My starting point for this exercise was to think about what family photographs I had been taking recently.  I realised that, like a lot of modern families, many of my recent photographs are snapshots taken on my mobile phone.  As discussed in the course notes, it seems that modern technology gives us the potential to take lots of photographs, but at the same time, it prevents us from really looking at them.  How many of us actually sit down with our mobile phone and spend time looking at our photographs?  Images are viewed fleetingly, then simply forgotten, lost in the electronic ether.

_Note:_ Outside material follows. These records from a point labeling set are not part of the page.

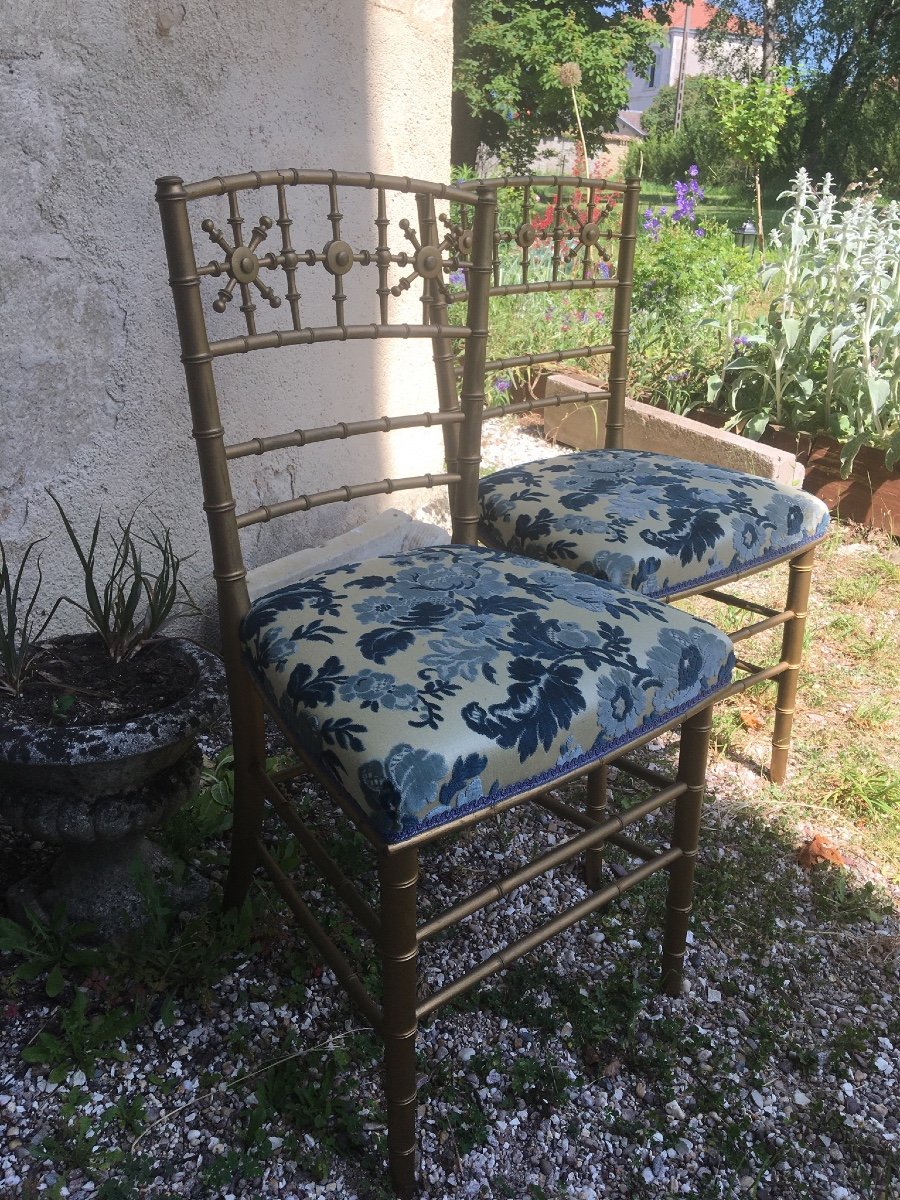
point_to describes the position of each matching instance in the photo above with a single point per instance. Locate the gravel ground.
(777, 1074)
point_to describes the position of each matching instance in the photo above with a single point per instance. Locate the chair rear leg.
(399, 875)
(597, 809)
(693, 772)
(249, 741)
(798, 588)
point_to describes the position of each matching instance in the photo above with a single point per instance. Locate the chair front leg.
(798, 588)
(685, 835)
(399, 875)
(249, 741)
(597, 809)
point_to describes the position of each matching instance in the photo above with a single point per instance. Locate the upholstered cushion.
(645, 521)
(437, 682)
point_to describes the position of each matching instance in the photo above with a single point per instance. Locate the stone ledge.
(661, 432)
(390, 533)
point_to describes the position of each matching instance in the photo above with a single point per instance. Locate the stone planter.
(96, 790)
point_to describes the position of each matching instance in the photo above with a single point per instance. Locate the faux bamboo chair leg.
(249, 737)
(691, 771)
(798, 588)
(399, 875)
(595, 809)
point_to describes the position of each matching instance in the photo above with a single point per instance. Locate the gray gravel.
(777, 1074)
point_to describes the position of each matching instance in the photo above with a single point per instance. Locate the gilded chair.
(424, 691)
(652, 523)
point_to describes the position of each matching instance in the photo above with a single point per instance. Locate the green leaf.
(879, 391)
(791, 330)
(55, 982)
(816, 335)
(849, 453)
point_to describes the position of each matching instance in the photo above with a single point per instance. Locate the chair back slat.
(270, 286)
(341, 431)
(342, 495)
(565, 234)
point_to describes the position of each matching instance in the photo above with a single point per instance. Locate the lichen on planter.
(96, 790)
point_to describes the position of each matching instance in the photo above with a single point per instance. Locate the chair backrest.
(361, 293)
(574, 235)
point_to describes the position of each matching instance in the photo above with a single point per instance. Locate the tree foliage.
(507, 81)
(849, 53)
(751, 117)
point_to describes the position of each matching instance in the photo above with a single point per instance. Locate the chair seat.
(438, 682)
(648, 522)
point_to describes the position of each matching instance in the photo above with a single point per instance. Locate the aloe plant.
(113, 605)
(19, 630)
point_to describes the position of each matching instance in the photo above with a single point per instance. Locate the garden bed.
(870, 495)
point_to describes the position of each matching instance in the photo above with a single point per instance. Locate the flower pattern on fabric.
(646, 521)
(442, 681)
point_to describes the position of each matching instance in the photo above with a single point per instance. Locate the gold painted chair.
(653, 523)
(427, 690)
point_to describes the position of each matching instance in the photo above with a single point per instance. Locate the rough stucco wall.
(96, 100)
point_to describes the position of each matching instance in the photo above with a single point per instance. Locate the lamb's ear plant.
(113, 604)
(19, 631)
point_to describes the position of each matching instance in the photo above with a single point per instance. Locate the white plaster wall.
(99, 97)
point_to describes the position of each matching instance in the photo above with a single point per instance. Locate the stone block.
(582, 425)
(391, 532)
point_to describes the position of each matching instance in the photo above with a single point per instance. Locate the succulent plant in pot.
(97, 730)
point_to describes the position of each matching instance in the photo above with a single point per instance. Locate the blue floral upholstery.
(438, 682)
(643, 521)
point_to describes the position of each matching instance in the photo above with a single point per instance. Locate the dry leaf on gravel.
(819, 850)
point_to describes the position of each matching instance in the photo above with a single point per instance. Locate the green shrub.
(683, 265)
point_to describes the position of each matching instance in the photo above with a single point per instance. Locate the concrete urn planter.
(95, 790)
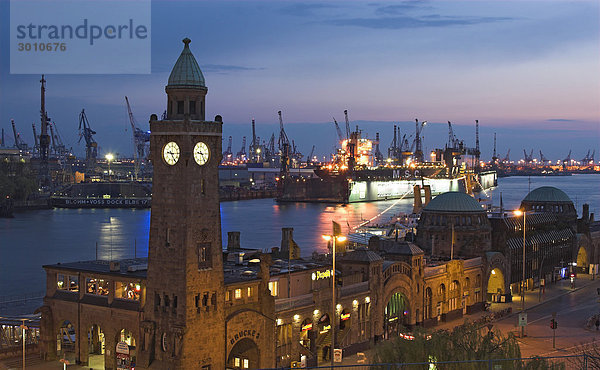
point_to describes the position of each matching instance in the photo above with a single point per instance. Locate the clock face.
(201, 153)
(171, 153)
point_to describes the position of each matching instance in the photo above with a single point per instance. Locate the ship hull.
(345, 190)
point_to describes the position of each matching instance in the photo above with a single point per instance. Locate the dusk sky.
(528, 70)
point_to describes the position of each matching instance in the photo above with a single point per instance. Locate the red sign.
(307, 327)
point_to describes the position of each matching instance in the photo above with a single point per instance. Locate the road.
(573, 309)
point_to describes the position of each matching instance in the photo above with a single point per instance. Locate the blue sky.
(528, 70)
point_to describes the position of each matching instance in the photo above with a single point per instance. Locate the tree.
(467, 342)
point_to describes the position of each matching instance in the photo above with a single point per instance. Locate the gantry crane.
(141, 139)
(91, 146)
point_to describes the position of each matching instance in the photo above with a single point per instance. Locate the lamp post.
(333, 238)
(519, 212)
(109, 157)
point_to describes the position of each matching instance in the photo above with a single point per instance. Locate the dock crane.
(44, 175)
(141, 139)
(310, 156)
(19, 143)
(347, 124)
(241, 155)
(91, 146)
(284, 148)
(494, 155)
(254, 148)
(338, 130)
(567, 160)
(36, 140)
(418, 140)
(227, 154)
(506, 158)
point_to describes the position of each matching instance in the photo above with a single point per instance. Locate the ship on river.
(358, 172)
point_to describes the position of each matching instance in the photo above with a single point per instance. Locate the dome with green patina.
(453, 201)
(186, 72)
(547, 194)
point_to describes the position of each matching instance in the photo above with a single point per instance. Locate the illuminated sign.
(318, 275)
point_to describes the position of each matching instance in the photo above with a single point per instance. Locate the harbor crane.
(338, 130)
(506, 158)
(19, 143)
(91, 146)
(141, 140)
(241, 155)
(494, 155)
(44, 175)
(254, 149)
(347, 124)
(378, 155)
(227, 154)
(418, 140)
(568, 159)
(588, 158)
(528, 158)
(284, 148)
(36, 141)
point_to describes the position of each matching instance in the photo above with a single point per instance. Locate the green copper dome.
(547, 194)
(186, 72)
(453, 201)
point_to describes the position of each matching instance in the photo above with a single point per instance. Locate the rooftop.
(547, 194)
(453, 201)
(186, 72)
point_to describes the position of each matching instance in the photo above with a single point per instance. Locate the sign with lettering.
(318, 275)
(246, 333)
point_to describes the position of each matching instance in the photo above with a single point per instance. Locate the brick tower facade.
(184, 318)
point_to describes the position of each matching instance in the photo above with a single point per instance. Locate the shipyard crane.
(418, 140)
(347, 124)
(227, 154)
(568, 159)
(284, 147)
(253, 149)
(506, 158)
(44, 175)
(378, 155)
(494, 155)
(310, 156)
(19, 143)
(338, 130)
(241, 155)
(528, 158)
(141, 139)
(36, 142)
(587, 157)
(91, 146)
(452, 140)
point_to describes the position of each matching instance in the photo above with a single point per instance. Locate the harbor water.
(35, 238)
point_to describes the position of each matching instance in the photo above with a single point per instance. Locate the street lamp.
(519, 212)
(341, 239)
(109, 157)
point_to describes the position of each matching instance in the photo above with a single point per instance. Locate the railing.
(582, 362)
(354, 289)
(294, 302)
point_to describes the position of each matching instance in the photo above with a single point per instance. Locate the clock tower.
(184, 317)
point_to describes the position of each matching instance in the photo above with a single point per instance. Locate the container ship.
(358, 172)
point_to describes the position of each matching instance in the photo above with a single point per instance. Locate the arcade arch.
(244, 355)
(396, 314)
(496, 282)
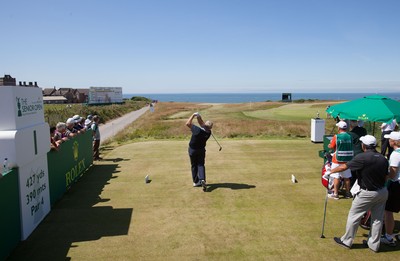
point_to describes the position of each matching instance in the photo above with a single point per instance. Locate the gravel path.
(111, 128)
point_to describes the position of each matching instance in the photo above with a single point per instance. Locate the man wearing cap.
(197, 149)
(342, 144)
(70, 130)
(386, 129)
(393, 186)
(371, 167)
(96, 137)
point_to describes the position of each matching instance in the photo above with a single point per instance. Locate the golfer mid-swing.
(197, 149)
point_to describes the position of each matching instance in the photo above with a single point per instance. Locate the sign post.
(24, 140)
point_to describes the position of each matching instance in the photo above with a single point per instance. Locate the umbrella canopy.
(370, 108)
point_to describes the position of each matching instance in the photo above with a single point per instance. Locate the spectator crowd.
(374, 179)
(74, 126)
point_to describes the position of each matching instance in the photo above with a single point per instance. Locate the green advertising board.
(10, 220)
(68, 164)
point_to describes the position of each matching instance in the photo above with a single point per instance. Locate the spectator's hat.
(368, 140)
(77, 118)
(394, 135)
(87, 122)
(342, 125)
(209, 124)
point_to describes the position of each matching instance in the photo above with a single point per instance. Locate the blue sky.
(189, 46)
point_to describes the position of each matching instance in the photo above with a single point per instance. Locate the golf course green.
(251, 211)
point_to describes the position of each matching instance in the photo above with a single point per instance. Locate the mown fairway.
(252, 210)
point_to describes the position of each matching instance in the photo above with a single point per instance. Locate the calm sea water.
(252, 97)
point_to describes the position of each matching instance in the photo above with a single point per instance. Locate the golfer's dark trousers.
(385, 144)
(197, 160)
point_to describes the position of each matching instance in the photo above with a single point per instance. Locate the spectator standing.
(88, 122)
(387, 128)
(61, 134)
(372, 169)
(70, 130)
(53, 143)
(197, 149)
(356, 132)
(96, 137)
(342, 144)
(393, 185)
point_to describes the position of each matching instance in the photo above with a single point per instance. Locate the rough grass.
(252, 210)
(258, 120)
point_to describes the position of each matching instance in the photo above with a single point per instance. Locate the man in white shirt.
(387, 128)
(393, 202)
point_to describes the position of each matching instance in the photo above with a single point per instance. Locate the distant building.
(65, 95)
(286, 97)
(7, 80)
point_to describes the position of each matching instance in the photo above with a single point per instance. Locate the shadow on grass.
(234, 186)
(383, 247)
(75, 218)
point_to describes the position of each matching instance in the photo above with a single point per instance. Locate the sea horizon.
(254, 96)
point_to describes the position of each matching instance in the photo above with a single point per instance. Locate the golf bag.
(327, 182)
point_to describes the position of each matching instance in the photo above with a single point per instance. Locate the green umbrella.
(374, 108)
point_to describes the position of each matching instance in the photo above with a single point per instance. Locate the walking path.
(111, 128)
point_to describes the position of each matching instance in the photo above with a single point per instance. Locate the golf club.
(220, 147)
(323, 223)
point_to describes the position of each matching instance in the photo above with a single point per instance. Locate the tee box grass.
(251, 211)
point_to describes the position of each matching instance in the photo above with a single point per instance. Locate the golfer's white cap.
(394, 135)
(368, 140)
(342, 125)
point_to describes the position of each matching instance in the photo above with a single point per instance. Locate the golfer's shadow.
(234, 186)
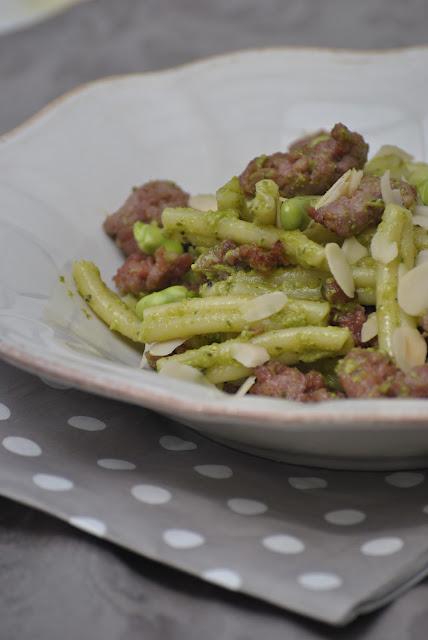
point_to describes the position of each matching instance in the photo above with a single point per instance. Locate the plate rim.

In 2011, Erik Kessels addressed this in his 24 Hrs in photos installation by printing out all of the photographs uploaded to Flickr within a given day.  It was this idea of creating physical prints from digital images that gave me the inspiration for my family album series.  I picked six of my recent smartphone photographs – all taken of my two young children – and printed them out on A4 paper.

After printing out the photographs, I decided to take a collaborative approach to creating the final images for this exercise.  A couple of the photographers that I have been looking at recently have adopted such an approach as a means of connecting with their subjects.  Both Carolyn Drake (Wild Pigeon) and Elske Verdoorn (People of Domus) have created beautiful and fascinating images by asking their subjects to physically alter their photographs (for example, drawing on, cutting up, and/or covering with paint and other materials).  It occurred to me, that in taking a similar approach with my own children (e.g., getting them to draw/paint on the pictures of themselves), the final images would say so much more about them.

For example, in my first image of my youngest son, the smartphone photograph is a close-up of his face, which whilst cute, is devoid of any context and tells a viewer (if I ever even showed the digital image to anyone) very little about the subject.  In asking my son to decorate it though it becomes something else.  He chose to cover his face in yellow paint, to add some other scribbles and a yellow pop pom.  At the moment, yellow is both his favourite colour and favourite word.  If asked what colour something is, he will always say its yellow, and if the object is in fact a different colour, he will say yellow regardless, but with a knowing smile on his face.  Which then, tells a viewer more about the child, the photograph or the decorations?  In printing, and collaboratively altering the photographs, the disposable smartphone images become a real object; a true archive of a given moment of family history.